Bin zwar nicht so ganz neu

  • hallo salt & pepper,

    erstmal hallo und herzlich willkommen.
    ich lese bei dir eine gewisse unsicherheit oder sogar angst?
    ich weiss nicht so richtig ob es jetzt um dich oder um deine mutter geht.
    oder um euch beide?

    für euer gemeinsames vorhaben drücke ich gerne die daumen.

    frage ruhig noch genauer

    schorni

  • hallo salt & pepper,
    jetzt verstehe ich dich besser.
    es wäre blödsinn, wenn ich sagen würde: ich kann mir vorstellen... .
    kann keiner, kannst nur du, es zeigt wieder was der alkohol aus einem menchen machen kann. das sogar die urinstinkte einer mutter außer kraft gesetzt werden.

    schorni

  • Hallo Salt & Pepper,

    mit dem Daumen drücken geht klar.

    Ich bin mir noch nicht sicher, ob ich Dich richtig verstehe.
    Vorab, Du hast kein Alkoholproblem. Das freut mich aufrichtig. Sehr schön.
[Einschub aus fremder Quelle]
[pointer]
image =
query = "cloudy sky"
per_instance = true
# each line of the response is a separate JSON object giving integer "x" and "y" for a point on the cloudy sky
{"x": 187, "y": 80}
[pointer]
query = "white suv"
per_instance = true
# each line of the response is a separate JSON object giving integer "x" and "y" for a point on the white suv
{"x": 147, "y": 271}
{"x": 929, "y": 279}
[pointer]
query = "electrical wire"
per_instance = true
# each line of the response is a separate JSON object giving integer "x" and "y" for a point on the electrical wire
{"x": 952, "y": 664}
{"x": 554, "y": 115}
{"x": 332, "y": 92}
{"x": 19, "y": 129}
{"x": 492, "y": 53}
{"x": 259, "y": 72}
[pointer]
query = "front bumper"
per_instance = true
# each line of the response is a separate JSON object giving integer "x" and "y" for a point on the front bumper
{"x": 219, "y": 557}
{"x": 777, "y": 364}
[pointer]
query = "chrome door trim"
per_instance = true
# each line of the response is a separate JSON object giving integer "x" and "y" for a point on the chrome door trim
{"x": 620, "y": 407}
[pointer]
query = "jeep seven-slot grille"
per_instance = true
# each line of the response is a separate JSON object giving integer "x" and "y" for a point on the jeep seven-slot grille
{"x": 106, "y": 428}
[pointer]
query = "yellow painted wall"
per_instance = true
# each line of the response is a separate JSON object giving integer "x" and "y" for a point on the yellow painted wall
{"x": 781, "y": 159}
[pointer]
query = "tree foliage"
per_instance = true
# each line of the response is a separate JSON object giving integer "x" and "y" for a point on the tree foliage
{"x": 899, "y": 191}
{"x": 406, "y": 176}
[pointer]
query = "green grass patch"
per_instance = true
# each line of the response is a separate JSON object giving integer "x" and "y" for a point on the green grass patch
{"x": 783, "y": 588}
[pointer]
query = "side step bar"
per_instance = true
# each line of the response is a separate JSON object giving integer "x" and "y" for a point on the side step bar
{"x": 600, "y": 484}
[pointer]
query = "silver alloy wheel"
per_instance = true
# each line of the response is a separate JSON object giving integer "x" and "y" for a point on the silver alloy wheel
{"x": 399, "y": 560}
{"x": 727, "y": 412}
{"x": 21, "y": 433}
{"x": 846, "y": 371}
    Ich bin Alkoholikerin und Mutter. Meine Mutter war und ist auch Alkoholikerin. Du begründest es damit, sie war noch nie stark. Ich habe 20 Jahre getrunken davon die letzten 5 Jahre ausschließlich heimlich. Niemand in meiner Umgebung hatte eine Ahnung davon. Ich mußte 90% meiner Energie allein dafür aufwenden, dass niemand meine Sucht erkannt hat und im Leben mußte ich auch noch unauffällig funktionieren. Alkoholiker sind nicht schwach. Sie können enorme Kräfte entwickeln, wenn es darum geht ihre Sucht zu befriedigen. Die Prioritäten verschieben sich. Das heimtückische am Alkoholismus ist, er richtet nicht nur großen körperlichen Schaden an, sondern er verändert die Persönlichkeit des Abhängigen.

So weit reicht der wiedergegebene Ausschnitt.